Far too many who practice the art of data modelling, don’t know a bit from a byte and do not understand that designing for efficient storage is tightly coupled to designing for performance. These people use nvarchar for all string/character data, and bigint for all integers, because they don’t want to ask questions about the business need, and don’t know how to profile existing data. When I explain to a data modeller that a smallint or tinyit was a better choice than the bigint they installed, the comeback is "it doesn’t really make much difference, and besides, storage is cheap". And my unspoken response is: Go back to school. You just don’t get it. I guess my point is, both education and depth of experience are valuable and relevant across the broad area of IT practice. Too often managers hire the person right out of tech school, or fresh off the boat, because he/she comes with fresh experience in exactly the right xyz technology, and a low end price tag. And then the entire user-community suffers with a sluggish database. Add up the cost in manhours of the whole team waiting on the database. Did you really save money with that hiring decision?

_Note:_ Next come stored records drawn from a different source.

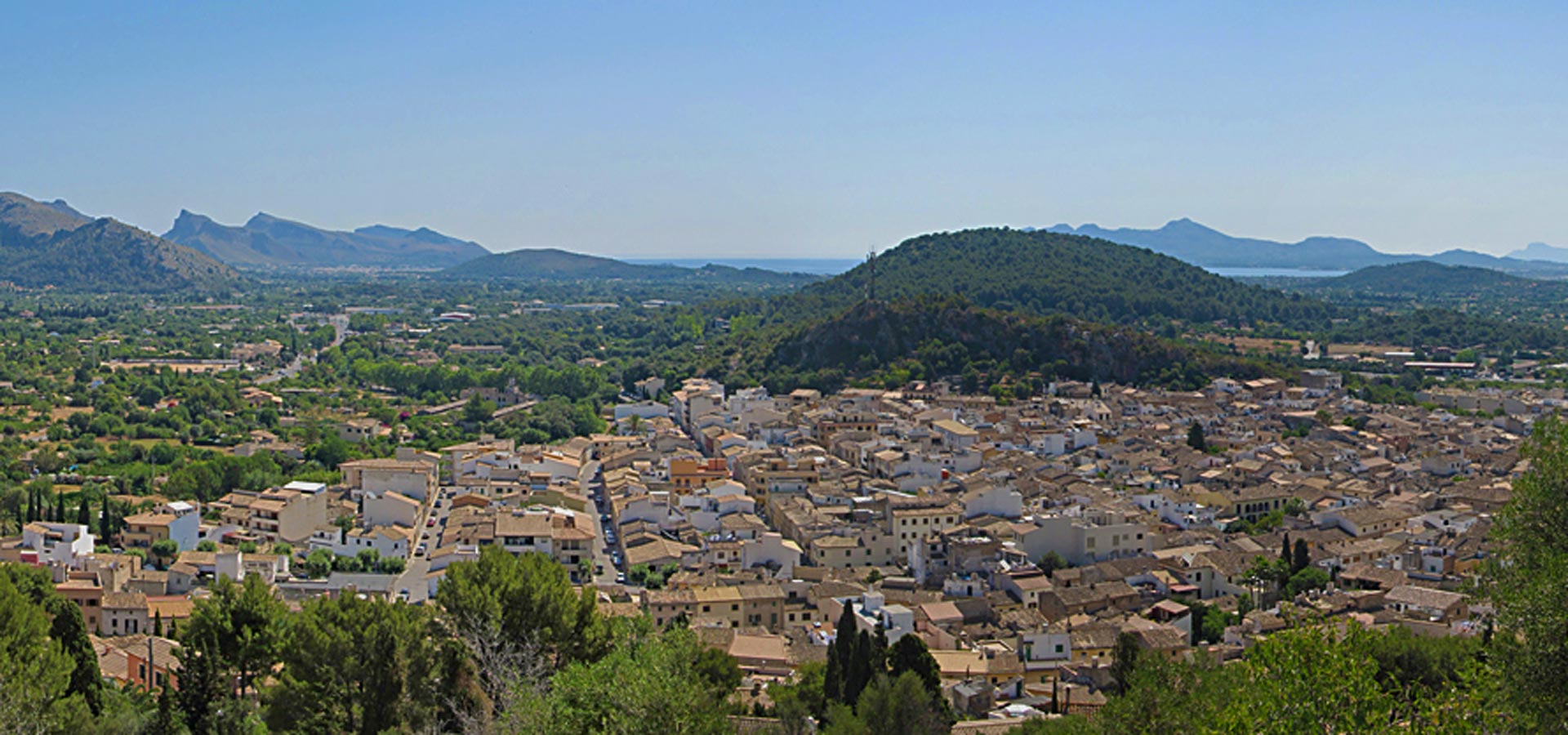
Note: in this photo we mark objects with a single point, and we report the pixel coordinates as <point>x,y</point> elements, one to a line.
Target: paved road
<point>604,571</point>
<point>412,577</point>
<point>339,327</point>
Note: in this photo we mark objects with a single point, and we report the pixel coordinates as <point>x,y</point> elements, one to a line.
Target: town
<point>1019,541</point>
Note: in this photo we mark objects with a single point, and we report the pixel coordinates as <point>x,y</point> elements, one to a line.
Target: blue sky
<point>799,129</point>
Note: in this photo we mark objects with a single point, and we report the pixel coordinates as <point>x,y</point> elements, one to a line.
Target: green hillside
<point>1432,279</point>
<point>1049,273</point>
<point>946,336</point>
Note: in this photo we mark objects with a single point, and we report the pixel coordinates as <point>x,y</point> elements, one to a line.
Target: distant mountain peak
<point>270,240</point>
<point>1542,251</point>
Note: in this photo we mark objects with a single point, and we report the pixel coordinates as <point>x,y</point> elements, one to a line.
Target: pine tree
<point>107,522</point>
<point>1196,438</point>
<point>167,719</point>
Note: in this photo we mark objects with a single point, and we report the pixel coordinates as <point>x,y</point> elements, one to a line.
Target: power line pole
<point>871,283</point>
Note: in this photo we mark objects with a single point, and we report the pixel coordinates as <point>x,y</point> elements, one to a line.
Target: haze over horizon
<point>720,131</point>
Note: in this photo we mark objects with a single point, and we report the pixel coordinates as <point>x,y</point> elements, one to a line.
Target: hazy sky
<point>789,129</point>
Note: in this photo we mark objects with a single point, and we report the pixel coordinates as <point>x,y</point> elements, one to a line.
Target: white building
<point>57,542</point>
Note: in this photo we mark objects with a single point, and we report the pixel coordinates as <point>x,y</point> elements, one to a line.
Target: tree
<point>1196,438</point>
<point>35,671</point>
<point>1528,580</point>
<point>318,564</point>
<point>802,697</point>
<point>1302,557</point>
<point>1051,561</point>
<point>1125,660</point>
<point>167,719</point>
<point>206,684</point>
<point>245,621</point>
<point>899,706</point>
<point>526,599</point>
<point>840,684</point>
<point>107,525</point>
<point>359,666</point>
<point>908,654</point>
<point>477,409</point>
<point>644,685</point>
<point>163,550</point>
<point>1305,580</point>
<point>330,452</point>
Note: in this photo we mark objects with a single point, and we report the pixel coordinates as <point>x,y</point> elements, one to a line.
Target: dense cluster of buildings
<point>1018,540</point>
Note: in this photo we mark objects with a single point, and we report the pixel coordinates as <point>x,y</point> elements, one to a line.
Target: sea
<point>814,265</point>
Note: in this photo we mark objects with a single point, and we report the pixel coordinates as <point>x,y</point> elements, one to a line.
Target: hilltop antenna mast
<point>871,283</point>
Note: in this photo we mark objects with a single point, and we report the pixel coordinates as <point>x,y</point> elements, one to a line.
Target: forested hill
<point>1046,273</point>
<point>946,336</point>
<point>1426,278</point>
<point>51,245</point>
<point>550,264</point>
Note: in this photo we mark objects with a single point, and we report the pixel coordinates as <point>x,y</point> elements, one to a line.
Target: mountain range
<point>550,264</point>
<point>54,245</point>
<point>1205,247</point>
<point>1542,251</point>
<point>270,242</point>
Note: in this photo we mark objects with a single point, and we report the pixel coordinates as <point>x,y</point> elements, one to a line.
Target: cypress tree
<point>1302,557</point>
<point>840,657</point>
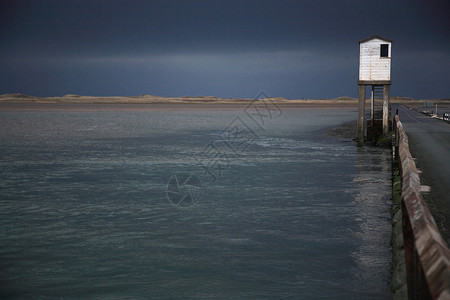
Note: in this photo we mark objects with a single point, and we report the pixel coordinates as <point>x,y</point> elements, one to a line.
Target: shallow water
<point>280,209</point>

Os carros novos realmente têm uma sofistificação aparente fantástica! Coisa que os velhinhos carros não apresentam. A tecnologia cresce e permite disfarçar alguns pormenores que aos olhos de outros parecem milagres! Mas nem tudo é o que aparenta e a velha tecnologia, o velho saber está lá.
Isto é válido também para a informática. Vejo tantos "técnicos" a consertarem computadores…"hum, o windows não arranca? Ok, vamos formatar!"…chamam a isto técnico?

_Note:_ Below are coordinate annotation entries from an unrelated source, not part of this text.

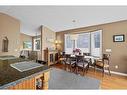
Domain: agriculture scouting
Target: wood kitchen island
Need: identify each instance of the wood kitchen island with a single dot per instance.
(33, 79)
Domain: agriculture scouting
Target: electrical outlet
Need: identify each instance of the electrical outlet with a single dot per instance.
(116, 66)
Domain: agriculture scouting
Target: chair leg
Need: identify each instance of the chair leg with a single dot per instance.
(109, 71)
(83, 71)
(103, 72)
(94, 68)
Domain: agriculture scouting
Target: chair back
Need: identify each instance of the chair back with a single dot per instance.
(80, 58)
(106, 57)
(86, 54)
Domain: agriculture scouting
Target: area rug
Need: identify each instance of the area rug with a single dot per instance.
(60, 79)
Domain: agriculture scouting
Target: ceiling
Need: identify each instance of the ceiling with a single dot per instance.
(59, 18)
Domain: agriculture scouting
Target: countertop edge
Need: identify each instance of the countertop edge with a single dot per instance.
(22, 79)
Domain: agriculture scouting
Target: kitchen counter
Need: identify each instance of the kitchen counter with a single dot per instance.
(9, 76)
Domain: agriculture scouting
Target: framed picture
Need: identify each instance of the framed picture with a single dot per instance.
(118, 38)
(27, 45)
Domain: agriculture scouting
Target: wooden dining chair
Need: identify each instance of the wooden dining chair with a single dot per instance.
(65, 59)
(104, 63)
(82, 64)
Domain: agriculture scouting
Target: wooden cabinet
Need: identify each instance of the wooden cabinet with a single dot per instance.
(32, 83)
(51, 57)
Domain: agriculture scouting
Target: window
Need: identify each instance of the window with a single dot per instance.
(37, 44)
(96, 43)
(83, 40)
(68, 44)
(97, 39)
(88, 42)
(68, 41)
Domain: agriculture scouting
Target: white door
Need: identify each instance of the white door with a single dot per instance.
(68, 44)
(96, 43)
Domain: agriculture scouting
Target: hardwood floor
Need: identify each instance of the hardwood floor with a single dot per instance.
(107, 82)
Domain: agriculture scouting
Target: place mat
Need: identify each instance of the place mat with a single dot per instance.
(25, 65)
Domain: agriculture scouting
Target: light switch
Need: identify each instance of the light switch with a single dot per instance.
(108, 50)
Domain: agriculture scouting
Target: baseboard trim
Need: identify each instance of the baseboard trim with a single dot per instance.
(117, 73)
(113, 72)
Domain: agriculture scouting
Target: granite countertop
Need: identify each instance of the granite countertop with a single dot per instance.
(10, 76)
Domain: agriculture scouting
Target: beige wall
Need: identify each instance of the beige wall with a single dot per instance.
(118, 54)
(47, 34)
(10, 27)
(24, 37)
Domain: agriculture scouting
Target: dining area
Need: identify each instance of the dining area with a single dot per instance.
(80, 62)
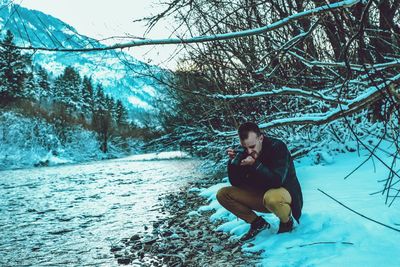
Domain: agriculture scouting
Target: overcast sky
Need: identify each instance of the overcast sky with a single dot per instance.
(101, 19)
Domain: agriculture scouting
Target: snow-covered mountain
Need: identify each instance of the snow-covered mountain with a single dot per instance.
(122, 76)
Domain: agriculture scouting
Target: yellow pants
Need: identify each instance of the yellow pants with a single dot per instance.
(243, 202)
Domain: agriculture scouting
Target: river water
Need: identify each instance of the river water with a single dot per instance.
(71, 215)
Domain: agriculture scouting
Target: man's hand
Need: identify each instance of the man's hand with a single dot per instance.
(231, 153)
(249, 160)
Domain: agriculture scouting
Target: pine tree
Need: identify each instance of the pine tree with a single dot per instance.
(121, 114)
(13, 69)
(87, 95)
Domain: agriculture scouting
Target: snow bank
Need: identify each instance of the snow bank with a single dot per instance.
(27, 142)
(328, 234)
(159, 156)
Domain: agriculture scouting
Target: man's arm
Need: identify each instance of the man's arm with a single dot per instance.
(274, 176)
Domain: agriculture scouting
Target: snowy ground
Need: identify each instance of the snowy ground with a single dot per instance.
(329, 234)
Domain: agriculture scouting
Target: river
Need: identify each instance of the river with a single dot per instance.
(71, 215)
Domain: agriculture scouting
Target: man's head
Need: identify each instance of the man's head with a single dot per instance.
(251, 138)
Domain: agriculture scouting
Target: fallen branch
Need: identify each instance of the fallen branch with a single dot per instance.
(322, 242)
(372, 220)
(207, 38)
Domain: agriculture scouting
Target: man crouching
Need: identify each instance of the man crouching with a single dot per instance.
(263, 179)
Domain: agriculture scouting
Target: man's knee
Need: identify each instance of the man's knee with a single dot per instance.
(223, 194)
(272, 199)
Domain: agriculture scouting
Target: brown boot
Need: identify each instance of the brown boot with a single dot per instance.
(256, 227)
(287, 226)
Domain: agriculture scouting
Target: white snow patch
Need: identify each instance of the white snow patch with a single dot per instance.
(328, 233)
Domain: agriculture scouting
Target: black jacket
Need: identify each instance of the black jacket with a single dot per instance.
(273, 168)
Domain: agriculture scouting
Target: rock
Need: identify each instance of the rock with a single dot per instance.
(124, 260)
(135, 237)
(216, 248)
(116, 248)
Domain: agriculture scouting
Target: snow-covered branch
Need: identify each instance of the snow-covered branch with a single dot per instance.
(207, 38)
(371, 95)
(282, 91)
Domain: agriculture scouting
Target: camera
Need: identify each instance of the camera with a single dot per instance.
(240, 155)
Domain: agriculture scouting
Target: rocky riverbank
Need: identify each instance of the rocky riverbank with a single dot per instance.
(183, 238)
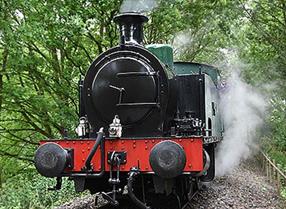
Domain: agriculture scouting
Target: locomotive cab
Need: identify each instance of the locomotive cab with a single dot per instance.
(141, 113)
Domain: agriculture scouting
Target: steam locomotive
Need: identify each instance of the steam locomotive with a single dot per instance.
(148, 126)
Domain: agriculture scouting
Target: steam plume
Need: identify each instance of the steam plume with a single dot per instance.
(138, 6)
(243, 110)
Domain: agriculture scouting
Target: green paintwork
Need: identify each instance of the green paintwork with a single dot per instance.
(163, 52)
(186, 68)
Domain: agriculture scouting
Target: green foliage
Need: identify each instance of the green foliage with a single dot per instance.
(30, 190)
(45, 46)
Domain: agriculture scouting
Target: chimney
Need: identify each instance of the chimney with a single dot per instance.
(131, 27)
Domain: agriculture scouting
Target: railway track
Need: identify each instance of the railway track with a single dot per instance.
(246, 187)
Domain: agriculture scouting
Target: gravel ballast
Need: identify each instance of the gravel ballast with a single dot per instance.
(244, 188)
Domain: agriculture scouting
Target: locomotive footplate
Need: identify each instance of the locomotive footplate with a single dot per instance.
(120, 155)
(133, 151)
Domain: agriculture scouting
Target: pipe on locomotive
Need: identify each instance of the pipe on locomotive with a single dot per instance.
(99, 139)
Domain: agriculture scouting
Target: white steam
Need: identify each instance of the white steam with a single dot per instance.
(243, 111)
(138, 5)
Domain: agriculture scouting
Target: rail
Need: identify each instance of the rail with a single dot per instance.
(273, 173)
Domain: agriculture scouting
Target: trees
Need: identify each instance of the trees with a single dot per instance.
(45, 46)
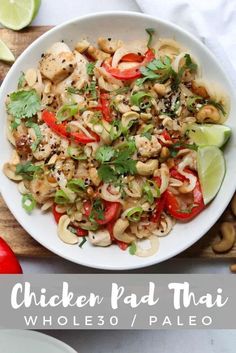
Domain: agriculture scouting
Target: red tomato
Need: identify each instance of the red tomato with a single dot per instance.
(121, 244)
(8, 261)
(111, 212)
(129, 74)
(132, 57)
(50, 119)
(176, 175)
(160, 205)
(104, 98)
(173, 206)
(81, 232)
(80, 137)
(57, 215)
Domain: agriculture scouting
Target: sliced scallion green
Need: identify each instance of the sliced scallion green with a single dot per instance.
(28, 202)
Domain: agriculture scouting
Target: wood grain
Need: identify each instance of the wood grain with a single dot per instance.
(21, 242)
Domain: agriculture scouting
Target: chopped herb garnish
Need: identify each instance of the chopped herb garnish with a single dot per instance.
(21, 81)
(23, 104)
(76, 185)
(61, 197)
(158, 69)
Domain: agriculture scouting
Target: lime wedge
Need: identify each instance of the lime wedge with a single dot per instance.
(5, 53)
(209, 134)
(17, 14)
(36, 9)
(211, 171)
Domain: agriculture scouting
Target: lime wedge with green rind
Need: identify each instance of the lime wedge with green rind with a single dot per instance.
(17, 14)
(211, 170)
(5, 53)
(209, 134)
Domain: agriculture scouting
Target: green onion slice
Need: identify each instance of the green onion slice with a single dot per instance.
(76, 185)
(67, 111)
(61, 197)
(76, 153)
(141, 99)
(28, 202)
(134, 215)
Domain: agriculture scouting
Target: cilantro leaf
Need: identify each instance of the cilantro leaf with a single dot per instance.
(158, 69)
(107, 173)
(28, 170)
(24, 104)
(97, 211)
(104, 154)
(150, 32)
(38, 134)
(21, 81)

A nossa experiência, o nosso saber fazer está acima de tudo. Quando trabalhamos há anos numa arte não temos medo de tocar em qualquer coisa moderna, temos a experiência e o bom senso para conhecer falsos conhecimentos e falsos técnicos.

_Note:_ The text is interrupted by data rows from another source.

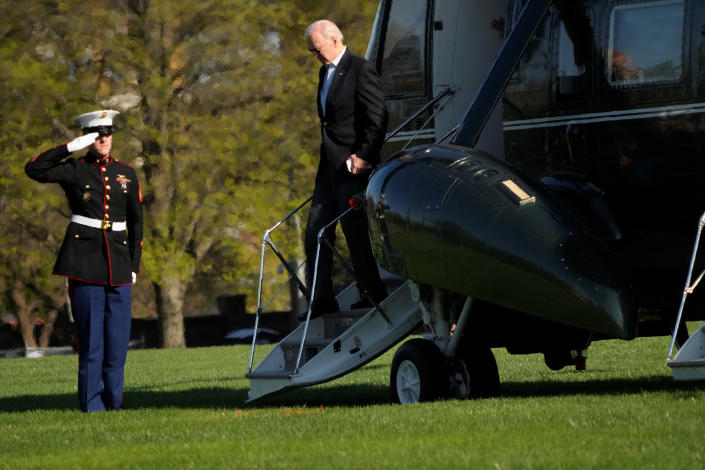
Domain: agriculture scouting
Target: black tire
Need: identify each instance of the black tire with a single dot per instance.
(419, 373)
(557, 360)
(474, 373)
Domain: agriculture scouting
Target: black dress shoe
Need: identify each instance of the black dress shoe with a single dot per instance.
(363, 303)
(320, 308)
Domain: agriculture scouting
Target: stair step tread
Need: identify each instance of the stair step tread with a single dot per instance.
(691, 362)
(308, 342)
(280, 374)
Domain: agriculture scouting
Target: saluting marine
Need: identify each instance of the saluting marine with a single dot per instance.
(100, 254)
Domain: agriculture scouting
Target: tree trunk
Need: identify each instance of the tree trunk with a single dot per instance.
(26, 314)
(48, 328)
(170, 302)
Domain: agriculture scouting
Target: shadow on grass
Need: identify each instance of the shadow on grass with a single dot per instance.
(342, 395)
(627, 386)
(206, 398)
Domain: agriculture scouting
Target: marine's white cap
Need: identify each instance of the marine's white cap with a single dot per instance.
(97, 121)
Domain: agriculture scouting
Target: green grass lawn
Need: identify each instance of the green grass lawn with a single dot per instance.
(185, 410)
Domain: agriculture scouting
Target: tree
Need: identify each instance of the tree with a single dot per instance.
(220, 123)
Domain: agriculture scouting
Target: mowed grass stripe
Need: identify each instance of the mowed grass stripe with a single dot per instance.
(186, 411)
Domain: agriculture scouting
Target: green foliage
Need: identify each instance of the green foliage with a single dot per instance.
(186, 411)
(218, 107)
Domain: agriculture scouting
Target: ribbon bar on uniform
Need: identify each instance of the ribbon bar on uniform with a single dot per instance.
(97, 223)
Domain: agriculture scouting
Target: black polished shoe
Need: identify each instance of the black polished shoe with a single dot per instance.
(360, 304)
(320, 307)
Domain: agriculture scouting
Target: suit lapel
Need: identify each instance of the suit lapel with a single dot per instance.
(321, 78)
(340, 72)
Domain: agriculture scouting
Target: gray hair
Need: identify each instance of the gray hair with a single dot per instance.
(327, 28)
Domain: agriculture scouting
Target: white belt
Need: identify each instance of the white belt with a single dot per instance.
(97, 223)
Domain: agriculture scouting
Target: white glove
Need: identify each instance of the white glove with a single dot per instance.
(82, 142)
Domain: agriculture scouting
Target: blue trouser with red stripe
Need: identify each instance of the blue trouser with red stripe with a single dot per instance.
(103, 318)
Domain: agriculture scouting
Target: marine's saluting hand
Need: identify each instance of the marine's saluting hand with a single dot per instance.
(82, 142)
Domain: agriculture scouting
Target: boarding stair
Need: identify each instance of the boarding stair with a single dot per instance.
(327, 347)
(689, 362)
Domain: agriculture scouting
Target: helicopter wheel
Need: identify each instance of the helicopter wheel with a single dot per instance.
(419, 373)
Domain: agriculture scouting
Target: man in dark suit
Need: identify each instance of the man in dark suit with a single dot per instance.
(353, 125)
(100, 254)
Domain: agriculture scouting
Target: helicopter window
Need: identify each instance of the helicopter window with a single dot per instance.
(404, 53)
(646, 43)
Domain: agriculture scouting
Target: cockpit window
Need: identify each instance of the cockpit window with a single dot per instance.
(404, 53)
(646, 44)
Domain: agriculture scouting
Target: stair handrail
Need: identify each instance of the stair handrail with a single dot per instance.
(267, 240)
(688, 286)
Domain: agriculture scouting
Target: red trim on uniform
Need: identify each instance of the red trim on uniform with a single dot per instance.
(76, 336)
(106, 162)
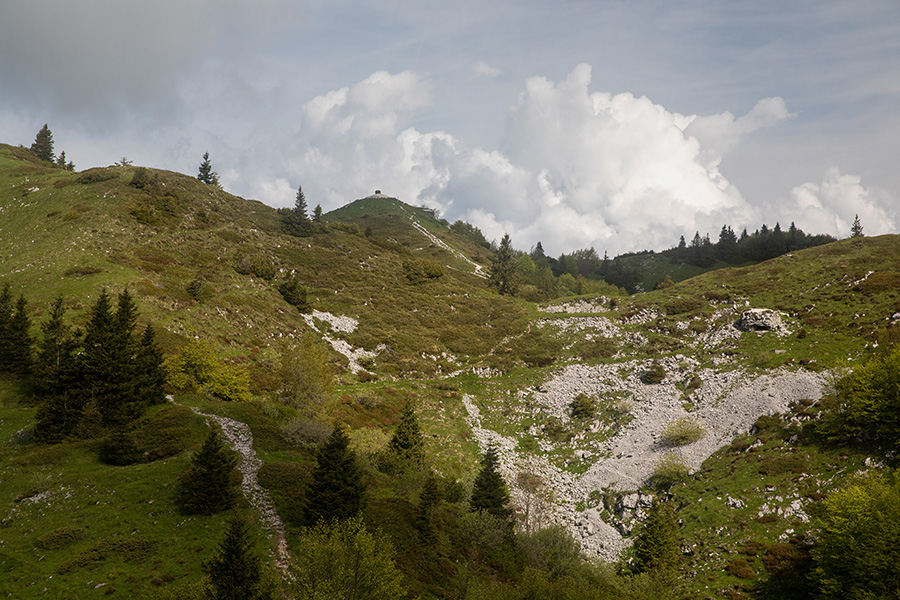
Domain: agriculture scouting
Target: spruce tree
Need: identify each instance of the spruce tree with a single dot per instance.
(18, 354)
(429, 498)
(150, 371)
(657, 547)
(43, 144)
(56, 373)
(336, 491)
(856, 228)
(503, 275)
(209, 486)
(6, 312)
(206, 174)
(406, 443)
(489, 492)
(235, 570)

A questão dos dados da DB, por ex., é típica. Tenho colaboradores que colocam qualquer número como sendo real ou int. Mesmo sabendo que o nº em questão não passará dos 5000!!! "É tudo o mesmo, que interessa isso? Quero é programar" – dizem eles.
A performance não é preocupação…
…para resolver esses problemas temos cá os velhinhos que conduzem o velho Jeep. Esses asseguram sempre a estabilidade e calma necessárias ao bom funcionamento de todo o circuito.
Cumprimentos,
JG
The problem is, automobiles are falling into the software trap. More and more control is taken from visible mechanical systems and handed over to inscrutable algorithms (including the infamous throttle controls). I find this dependency and needless complexity very troubling. We are seeing more and more cases where failures of computers, algorithms or sensors have serious (occasionaly dangerous) effects on the car. What happens as these complex systems get older?
Think about it: your Jeep is 20 years old and still viable. How viable is a 20 year old computer?
[I have an 89 Jeep, my wife an 87 MB; blessedly computer free]
I disagree. Technologies change, but someone equipped with solid programming concepts can quickly digest new technologies, even if it’s been 18 months or more. When I look at hiring someone, I look at the foundation more than the specific technologies used. Education and experience mean a lot.
I disagree with Daniel above (to a degree). Build the program first, then optimize. While yes, I also cringe at nvarchar(4000) everywhere, however bigint — ya know, 64 bit OS’s and databases — assuming that the os and database developers didn’t totally screw their apps by not leveraging the hardware correctly, use that 64 bit bus.
That’s not to say use it everytime. But use it if there is doubt. No need to ask billy businessman how long that field needs to be — he won’t know anyway.
Tim, this series is addressed at helping people like YOU!